Market participants are also watching how Japan's equity market will react Monday to the yen's spike in New York on Friday, where the dollar fell below 102 yen.

But the Ministry of Finance and the Bank of Japan will likely intervene in the market because the yen's sharp ascent could dampen business and consumer sentiment, analysts said.

Generous supplementary spending planned by the government, together with the improved signs for an economic recovery, have fueled expectations for higher Japanese long-term interest rates, said Masaru Yoshitomi, dean of the Asian Development Bank Institute. "The prospect of a narrower gap between U.S. and Japanese interest rates is pushing up the yen against the dollar," he said.

"Speculation about the sale of euro bonds by Japanese institutional investors fueled yen buying in New York," said an analyst with the Tokyo branch of Bank One Corp.

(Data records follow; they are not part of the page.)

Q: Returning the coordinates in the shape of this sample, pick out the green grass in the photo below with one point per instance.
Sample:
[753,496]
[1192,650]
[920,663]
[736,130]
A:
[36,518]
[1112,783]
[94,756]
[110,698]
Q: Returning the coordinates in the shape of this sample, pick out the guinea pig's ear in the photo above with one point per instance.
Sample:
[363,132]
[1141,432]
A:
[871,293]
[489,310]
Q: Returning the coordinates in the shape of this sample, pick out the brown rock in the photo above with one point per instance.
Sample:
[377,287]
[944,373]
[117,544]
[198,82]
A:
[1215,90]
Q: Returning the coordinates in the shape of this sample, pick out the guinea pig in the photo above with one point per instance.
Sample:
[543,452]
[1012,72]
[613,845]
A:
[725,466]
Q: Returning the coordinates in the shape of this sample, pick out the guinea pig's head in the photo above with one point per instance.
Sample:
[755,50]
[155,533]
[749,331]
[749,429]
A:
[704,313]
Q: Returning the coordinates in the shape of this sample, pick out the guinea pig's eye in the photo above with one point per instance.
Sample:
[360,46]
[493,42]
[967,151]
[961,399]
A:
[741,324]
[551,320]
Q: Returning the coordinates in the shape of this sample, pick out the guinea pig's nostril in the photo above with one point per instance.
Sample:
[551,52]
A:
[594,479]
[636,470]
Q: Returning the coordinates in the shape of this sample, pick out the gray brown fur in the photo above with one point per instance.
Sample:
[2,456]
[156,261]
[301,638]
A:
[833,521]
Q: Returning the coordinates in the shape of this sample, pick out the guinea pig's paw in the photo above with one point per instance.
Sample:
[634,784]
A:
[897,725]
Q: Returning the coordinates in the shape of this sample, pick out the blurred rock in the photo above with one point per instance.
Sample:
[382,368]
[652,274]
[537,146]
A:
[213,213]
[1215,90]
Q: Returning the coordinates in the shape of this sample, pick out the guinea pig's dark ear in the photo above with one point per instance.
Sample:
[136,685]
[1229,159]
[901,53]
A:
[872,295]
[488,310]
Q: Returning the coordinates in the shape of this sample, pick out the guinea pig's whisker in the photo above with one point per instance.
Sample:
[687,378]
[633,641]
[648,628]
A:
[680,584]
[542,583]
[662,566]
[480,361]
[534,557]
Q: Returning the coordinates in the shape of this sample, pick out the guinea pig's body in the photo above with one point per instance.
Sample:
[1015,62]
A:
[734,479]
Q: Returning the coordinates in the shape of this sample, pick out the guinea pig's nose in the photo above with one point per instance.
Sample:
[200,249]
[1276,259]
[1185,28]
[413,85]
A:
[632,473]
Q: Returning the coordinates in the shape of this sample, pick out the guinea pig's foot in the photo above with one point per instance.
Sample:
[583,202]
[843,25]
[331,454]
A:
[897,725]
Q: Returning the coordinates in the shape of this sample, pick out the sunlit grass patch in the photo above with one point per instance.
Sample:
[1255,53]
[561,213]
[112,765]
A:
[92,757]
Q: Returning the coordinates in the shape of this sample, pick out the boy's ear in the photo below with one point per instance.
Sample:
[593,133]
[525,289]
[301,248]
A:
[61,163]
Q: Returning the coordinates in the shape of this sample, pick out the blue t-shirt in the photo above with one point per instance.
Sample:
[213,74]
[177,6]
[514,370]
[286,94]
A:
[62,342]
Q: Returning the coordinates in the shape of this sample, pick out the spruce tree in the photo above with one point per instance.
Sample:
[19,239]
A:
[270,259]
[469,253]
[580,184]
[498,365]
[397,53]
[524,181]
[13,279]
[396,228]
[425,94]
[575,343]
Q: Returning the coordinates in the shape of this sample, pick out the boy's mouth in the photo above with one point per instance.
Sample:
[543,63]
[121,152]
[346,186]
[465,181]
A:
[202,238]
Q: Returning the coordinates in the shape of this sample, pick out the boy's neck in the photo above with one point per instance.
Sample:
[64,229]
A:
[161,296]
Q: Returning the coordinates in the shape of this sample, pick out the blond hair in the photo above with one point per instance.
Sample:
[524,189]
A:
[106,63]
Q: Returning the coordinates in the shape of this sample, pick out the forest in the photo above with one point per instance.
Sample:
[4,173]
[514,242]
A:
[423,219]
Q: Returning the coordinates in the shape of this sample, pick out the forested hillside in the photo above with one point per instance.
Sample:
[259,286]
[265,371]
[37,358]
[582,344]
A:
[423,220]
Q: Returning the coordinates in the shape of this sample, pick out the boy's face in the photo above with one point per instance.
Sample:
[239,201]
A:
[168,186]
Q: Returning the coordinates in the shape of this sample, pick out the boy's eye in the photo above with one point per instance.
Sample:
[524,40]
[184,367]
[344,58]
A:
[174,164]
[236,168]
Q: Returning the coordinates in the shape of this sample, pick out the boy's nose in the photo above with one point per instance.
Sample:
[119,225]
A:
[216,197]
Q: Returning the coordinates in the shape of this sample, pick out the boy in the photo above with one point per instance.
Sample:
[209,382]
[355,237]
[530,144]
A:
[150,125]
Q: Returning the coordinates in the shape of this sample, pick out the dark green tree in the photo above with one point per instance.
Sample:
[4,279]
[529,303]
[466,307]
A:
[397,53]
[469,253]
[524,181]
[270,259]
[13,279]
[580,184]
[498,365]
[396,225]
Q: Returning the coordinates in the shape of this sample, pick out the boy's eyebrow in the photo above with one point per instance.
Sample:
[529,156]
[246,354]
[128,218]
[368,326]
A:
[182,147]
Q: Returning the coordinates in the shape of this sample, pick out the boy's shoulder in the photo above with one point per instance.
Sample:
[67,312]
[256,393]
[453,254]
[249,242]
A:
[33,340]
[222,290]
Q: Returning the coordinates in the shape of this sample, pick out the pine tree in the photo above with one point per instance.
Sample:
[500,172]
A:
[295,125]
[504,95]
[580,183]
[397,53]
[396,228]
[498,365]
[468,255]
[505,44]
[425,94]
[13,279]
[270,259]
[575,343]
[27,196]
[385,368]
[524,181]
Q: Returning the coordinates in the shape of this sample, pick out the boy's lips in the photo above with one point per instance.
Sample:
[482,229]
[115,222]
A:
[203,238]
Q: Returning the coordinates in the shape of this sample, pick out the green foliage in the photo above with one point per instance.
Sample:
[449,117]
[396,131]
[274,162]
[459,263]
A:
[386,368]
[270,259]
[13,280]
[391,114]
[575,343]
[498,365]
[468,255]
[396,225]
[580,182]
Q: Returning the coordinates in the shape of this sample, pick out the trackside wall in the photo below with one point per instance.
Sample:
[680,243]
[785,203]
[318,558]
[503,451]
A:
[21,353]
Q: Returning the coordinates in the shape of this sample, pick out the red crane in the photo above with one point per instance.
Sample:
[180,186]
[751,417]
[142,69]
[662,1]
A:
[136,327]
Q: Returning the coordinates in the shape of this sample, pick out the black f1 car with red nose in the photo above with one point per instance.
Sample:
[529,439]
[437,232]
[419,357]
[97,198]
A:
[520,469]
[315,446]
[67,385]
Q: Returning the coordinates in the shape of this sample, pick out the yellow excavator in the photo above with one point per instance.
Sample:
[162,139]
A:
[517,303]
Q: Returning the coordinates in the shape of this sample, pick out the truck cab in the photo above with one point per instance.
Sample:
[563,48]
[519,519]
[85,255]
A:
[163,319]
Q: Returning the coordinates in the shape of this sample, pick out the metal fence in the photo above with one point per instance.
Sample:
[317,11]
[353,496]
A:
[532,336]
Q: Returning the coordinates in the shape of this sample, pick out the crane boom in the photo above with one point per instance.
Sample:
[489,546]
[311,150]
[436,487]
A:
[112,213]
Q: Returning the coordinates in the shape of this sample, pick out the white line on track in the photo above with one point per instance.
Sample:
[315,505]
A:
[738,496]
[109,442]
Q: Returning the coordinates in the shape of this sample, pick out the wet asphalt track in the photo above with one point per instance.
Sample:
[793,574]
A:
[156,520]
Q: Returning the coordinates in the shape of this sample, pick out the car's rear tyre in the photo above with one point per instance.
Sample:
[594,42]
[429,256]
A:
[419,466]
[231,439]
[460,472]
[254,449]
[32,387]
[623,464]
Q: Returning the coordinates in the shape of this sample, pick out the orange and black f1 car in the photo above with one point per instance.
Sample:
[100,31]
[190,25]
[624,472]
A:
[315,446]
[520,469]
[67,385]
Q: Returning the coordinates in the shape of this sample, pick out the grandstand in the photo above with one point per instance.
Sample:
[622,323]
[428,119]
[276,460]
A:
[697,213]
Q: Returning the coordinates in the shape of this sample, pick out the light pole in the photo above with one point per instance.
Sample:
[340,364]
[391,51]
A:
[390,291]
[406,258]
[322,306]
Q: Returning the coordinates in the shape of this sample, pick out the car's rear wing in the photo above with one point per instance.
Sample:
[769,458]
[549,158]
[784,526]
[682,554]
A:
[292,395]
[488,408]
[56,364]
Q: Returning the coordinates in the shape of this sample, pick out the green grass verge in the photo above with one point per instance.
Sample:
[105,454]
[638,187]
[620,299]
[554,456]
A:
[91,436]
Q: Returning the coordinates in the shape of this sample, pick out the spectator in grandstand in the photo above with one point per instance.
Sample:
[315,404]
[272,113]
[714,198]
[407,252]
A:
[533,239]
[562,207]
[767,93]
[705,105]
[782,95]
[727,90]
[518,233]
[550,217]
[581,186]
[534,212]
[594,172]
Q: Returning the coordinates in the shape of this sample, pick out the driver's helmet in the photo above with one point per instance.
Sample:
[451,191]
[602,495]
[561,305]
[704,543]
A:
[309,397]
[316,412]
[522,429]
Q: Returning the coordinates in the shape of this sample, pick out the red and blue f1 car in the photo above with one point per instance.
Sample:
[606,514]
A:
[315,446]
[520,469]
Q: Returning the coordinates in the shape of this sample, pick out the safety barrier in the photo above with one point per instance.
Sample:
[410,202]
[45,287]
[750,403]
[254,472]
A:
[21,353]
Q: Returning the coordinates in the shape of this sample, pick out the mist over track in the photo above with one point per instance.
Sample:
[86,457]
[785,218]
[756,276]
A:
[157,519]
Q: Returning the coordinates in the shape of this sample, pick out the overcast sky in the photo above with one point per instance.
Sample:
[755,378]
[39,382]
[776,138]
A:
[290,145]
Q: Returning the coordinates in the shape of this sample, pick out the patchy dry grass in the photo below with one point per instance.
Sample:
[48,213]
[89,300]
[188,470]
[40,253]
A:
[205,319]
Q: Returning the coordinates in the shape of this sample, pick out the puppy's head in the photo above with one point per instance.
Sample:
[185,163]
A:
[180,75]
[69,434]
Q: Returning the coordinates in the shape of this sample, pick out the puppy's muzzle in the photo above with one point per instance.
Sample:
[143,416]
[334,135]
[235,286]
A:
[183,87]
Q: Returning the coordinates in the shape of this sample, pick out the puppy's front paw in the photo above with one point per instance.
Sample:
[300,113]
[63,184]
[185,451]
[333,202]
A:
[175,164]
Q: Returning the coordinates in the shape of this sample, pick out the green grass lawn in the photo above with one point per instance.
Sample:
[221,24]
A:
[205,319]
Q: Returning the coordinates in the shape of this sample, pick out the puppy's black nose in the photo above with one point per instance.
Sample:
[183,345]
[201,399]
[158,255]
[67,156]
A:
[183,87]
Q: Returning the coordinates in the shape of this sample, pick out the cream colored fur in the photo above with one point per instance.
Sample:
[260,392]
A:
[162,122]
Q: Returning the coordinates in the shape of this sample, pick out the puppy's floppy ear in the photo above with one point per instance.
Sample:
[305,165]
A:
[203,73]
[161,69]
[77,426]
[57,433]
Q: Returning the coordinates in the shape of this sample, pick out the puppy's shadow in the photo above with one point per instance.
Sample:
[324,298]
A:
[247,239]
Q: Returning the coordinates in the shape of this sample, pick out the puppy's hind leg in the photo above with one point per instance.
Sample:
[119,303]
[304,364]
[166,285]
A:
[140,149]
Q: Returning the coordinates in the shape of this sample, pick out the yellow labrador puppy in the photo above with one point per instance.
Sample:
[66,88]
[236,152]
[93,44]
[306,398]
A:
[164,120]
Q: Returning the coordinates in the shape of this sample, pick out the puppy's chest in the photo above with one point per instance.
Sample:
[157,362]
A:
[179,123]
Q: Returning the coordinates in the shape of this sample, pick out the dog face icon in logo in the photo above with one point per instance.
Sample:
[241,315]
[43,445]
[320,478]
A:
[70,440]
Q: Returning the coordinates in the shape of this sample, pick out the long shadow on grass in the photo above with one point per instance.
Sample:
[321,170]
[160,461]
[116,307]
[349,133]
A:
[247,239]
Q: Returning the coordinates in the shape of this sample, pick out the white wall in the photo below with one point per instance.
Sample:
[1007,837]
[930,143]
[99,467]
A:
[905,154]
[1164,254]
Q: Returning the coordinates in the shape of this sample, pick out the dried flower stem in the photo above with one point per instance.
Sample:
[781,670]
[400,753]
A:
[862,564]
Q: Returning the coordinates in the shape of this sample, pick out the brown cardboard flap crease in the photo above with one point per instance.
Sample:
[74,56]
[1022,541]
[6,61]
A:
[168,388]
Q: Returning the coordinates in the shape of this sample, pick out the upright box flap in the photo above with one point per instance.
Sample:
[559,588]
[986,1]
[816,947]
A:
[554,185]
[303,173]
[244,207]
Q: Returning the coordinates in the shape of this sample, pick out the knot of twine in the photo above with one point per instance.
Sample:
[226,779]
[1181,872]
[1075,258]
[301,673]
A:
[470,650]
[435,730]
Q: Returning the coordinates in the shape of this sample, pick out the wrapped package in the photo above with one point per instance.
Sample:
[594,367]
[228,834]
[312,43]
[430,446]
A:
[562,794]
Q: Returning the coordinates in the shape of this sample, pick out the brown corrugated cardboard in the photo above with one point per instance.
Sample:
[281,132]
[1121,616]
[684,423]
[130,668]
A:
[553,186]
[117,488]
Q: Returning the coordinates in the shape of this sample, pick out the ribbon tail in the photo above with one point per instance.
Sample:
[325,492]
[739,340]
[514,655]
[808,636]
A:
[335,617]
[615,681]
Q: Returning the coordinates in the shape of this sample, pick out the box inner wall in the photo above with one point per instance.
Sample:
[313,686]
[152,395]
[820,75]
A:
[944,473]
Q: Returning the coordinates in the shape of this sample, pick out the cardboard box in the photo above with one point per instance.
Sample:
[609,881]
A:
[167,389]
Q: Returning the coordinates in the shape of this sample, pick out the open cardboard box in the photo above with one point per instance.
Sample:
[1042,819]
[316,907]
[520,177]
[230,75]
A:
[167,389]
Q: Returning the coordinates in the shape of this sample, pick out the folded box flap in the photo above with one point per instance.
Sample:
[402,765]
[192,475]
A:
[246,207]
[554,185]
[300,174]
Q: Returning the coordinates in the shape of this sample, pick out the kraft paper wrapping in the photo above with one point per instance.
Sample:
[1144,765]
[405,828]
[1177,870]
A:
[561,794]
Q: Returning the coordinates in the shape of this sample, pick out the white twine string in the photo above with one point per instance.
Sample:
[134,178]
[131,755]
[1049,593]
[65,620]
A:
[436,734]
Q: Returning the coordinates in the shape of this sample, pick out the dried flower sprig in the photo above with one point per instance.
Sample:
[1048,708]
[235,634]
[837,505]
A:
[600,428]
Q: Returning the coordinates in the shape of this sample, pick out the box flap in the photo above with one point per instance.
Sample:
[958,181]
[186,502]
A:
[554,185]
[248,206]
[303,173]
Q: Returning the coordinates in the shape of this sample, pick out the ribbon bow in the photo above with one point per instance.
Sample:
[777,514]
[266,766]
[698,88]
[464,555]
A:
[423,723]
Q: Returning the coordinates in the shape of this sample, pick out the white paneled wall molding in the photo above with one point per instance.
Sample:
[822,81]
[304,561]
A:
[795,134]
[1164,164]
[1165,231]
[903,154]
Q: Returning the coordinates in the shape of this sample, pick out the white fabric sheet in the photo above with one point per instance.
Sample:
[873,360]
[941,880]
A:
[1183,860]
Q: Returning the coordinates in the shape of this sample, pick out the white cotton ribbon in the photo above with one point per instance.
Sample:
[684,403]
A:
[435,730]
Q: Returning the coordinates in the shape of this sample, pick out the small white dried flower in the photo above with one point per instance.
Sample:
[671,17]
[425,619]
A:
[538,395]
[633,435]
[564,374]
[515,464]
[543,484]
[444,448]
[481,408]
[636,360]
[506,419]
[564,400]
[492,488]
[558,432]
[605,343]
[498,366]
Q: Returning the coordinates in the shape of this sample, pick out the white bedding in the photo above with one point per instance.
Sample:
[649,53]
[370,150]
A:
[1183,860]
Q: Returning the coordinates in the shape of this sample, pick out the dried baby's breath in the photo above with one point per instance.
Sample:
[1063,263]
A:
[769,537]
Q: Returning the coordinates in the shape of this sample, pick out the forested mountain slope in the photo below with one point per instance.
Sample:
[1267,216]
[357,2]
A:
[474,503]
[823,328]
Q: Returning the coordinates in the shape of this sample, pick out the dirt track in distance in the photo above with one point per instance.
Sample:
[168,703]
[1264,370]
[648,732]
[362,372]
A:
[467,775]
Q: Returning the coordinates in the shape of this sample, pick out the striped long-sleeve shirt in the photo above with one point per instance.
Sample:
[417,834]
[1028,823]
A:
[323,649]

Trading was thin in New York on Friday, which was sandwiched between Thanksgiving Day and the weekend, and the market was unable to absorb all sell orders for the euro. The yen was bought both against the dollar and the European currency.

With hedge funds reducing their forex positions out of fears that market turmoil could be caused by the millennium computer bug, trading in currency markets is now driven primarily by "real" demand associated with service and goods trade rather than by speculation. Rumors of euro bond sales spread when Japanese exporters and institutional investors sold dollars and euro, market observers said.

"The dollar is set to slide below 100 yen," said Akihiko Kagawa, deputy director at Bank of Tokyo-Mitsubishi's forex division. The view is echoed by other market observers who say the yen will rise to that level unless Japanese authorities intervene.

Combined pretax profits of listed firms (excluding those in the financial sector) are expected to gain in the year through March 2000 for the first time in three years, but earnings could be revised down if the psychological 100-yen barrier is breached. Yoshitomi of the Asian Development Bank Institute said Japanese manufacturers can't turn a profit if the dollar slips below 105 yen.